D. Manifestasi Klinik
Tanda dan gejala dari marasmus adalah:
1. Anak cengeng, rewel, dan tidak bergairah.
2. Diare.
3. Mata besar dan dalam.
4. Akral dingin dan tampak sianosis.
5. Wajah seperti orang tua.
6. Pertumbuhan dan perkembangan terganggu.
7. Terjadi pantat begi karena terjadi atrofi otot.
8. Jaringan lemak dibawah kulit akan menghilang, kulit keriput dan turgor
kulit jelek..
9. Perut membuncit atau cekung dengan gambaran usus yang jelas
10. Nadi lambat dan metabolisme basal menurun.
11. Vena superfisialis tampak lebih jelas.
12. Ubun-ubun besar cekung.
13. Tulang pipi dan dagu kelihatan menonjol.
14. Anoreksia.
15. Sering bangun malam.

E. PATOFISIOLOGI
Kurang kalori protein akan terjadi manakala kebutuhan tubuh akan kalori,
protein, atau keduanya tidak tercukupi oleh diet. (Arisman, 2004:92).
Dalam keadaan kekurangan makanan, tubuh selalu berusaha untuk
mempertahankan hidup dengan memenuhi kebutuhan pokok atau energi.
Kemampuan tubuh untuk mempergunakan karbohidrat, protein dan lemak
merupakan hal yang sangat penting untuk mempertahankan kehidupan,
karbohidrat (glukosa) dapat dipakai oleh seluruh jaringan tubuh sebagai
bahan bakar, sayangnya kemampuan tubuh untuk menyimpan karbohidrat
sangat sedikit, sehingga setelah 25 jam sudah dapat terjadi kekurangan.
Akibatnya katabolisme protein terjadi setelah beberapa jam dengan
menghasilkan asam amino yang segera diubah jadi karbohidrat di hepar
dan ginjal. Selam puasa jaringan lemak dipecah menjadi asam lemak,
gliserol dan keton bodies. Otot dapat mempergunakan asam lemak dan
keton bodies sebagai sumber energi kalau kekurangan makanan ini
berjalan menahun. Tubuh akan mempertahankan diri jangan sampai
memecah protein lagi seteah kira-kira kehilangan separuh dari tubuh.
(Nuuhchsan Lubis an Arlina Mursada, 2002:11).

F. Komplikasi
Komplikasi yang mungkin terjadi menurut (Markum : 1999 : 168)

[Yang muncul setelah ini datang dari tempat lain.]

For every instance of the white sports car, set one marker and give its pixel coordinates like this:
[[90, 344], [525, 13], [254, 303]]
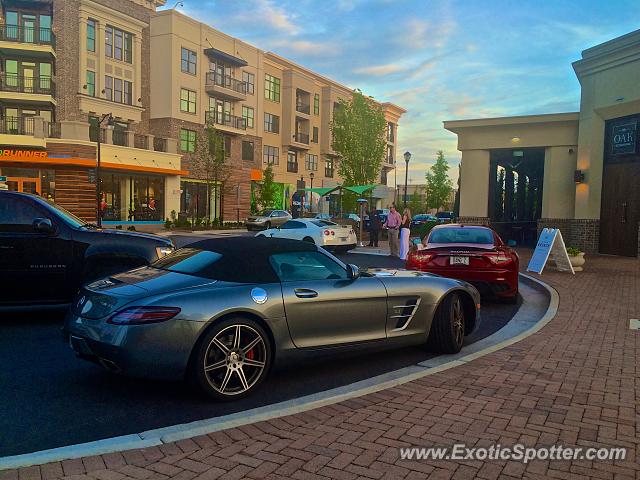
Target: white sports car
[[323, 233]]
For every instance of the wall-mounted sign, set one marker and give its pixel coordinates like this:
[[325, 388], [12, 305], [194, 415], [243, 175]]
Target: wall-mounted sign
[[17, 153], [624, 138]]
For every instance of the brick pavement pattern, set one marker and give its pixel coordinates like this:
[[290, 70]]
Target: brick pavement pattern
[[574, 383]]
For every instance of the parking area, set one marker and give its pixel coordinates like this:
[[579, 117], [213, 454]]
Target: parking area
[[52, 399]]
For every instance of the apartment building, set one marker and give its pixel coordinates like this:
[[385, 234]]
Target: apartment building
[[74, 71], [270, 110]]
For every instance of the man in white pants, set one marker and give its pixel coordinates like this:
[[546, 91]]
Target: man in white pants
[[393, 230]]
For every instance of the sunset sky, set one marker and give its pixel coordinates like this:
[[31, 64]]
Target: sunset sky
[[440, 60]]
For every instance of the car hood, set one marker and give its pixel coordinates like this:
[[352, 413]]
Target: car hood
[[102, 297]]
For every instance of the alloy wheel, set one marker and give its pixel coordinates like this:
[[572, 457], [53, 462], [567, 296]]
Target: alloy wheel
[[235, 360]]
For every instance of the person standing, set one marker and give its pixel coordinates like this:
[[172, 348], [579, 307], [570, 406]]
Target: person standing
[[405, 233], [374, 228], [392, 224]]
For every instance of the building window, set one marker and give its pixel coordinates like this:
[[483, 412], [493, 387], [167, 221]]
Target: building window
[[91, 35], [108, 87], [91, 83], [188, 61], [187, 140], [249, 80], [247, 115], [292, 162], [247, 150], [271, 88], [117, 90], [108, 41], [187, 101], [128, 94], [312, 162], [270, 155], [118, 44], [271, 123], [328, 167]]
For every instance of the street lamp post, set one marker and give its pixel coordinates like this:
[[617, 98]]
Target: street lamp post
[[109, 118], [407, 157], [311, 175]]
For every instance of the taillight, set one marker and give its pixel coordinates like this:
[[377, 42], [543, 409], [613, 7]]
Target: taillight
[[500, 258], [143, 315]]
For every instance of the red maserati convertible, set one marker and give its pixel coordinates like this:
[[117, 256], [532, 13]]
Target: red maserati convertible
[[472, 253]]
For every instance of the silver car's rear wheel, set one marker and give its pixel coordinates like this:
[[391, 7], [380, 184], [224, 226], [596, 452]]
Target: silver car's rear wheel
[[233, 359]]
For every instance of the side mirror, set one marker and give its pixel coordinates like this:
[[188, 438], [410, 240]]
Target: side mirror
[[43, 225], [353, 271]]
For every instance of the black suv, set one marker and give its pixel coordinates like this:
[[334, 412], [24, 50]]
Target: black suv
[[47, 253]]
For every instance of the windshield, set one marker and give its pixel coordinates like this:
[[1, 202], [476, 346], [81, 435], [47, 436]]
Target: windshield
[[190, 261], [478, 236], [67, 216]]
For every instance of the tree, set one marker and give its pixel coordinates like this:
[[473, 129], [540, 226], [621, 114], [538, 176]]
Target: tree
[[358, 130], [439, 185], [416, 201], [267, 190], [211, 157]]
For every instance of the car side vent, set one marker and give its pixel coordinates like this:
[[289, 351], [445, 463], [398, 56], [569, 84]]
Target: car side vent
[[403, 313]]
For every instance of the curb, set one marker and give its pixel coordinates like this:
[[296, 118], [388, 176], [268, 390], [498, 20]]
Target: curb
[[519, 327]]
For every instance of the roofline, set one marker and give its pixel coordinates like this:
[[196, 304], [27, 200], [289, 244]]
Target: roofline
[[454, 125]]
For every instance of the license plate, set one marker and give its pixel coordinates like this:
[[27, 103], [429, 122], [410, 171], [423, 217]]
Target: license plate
[[458, 260]]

defisiensi Vitamin A, infestasi cacing, dermatis tuberkulosis,
bronkopneumonia, noma, anemia, gagal tumbuh serta keterlambatan
perkembangan mental dan psikomotor.
1. Defisiensi Vitamin A
Umumnya terjadi karena masukan yang kurang atau absorbsi yang
terganggu. Malabsorbsi ini dijumpai pada anak yang menderita
malnurtrisi, sering terjangkit infeksi enteritis, salmonelosis, infeksi
saluran nafas) atau pada penyakit hati. Karena Vitamin A larut dalam
lemak, masukan lemak yang kurang dapat menimbulkan gangguan
absorbsi.
2. Infestasi Cacing
Gizi kurang mempunyai kecenderungan untuk mudahnya terjadi
infeksi khususnya gastroenteritis. Pada anak dengan gizi buruk/kurang
gizi investasi parasit seperti cacing yang jumlahnya meningkat pada
anak dengan gizi kurang.
3. Tuberkulosis
Ketika terinfeksi pertama kali oleh bakteri tuberkolosis, anak akan
membentuk “tuberkolosis primer”. Gambaran yang utama adalah
pembesaran kelenjar limfe pada pangkal paru (kelenjar hilus), yang
terletak dekat bronkus utama dan pembuluh darah. Jika pembesaran
menghebat, penekanan pada bronkus mungkin dapat menyebabkanya
tersumbat, sehingga tidak ada udara yang dapat memasuki bagian paru,
yang selanjutnya yang terinfeksi. Pada sebagian besar kasus, biasanya
menyembuh dan meninggalkan sedikit kekebalan terhadap penyakit ini.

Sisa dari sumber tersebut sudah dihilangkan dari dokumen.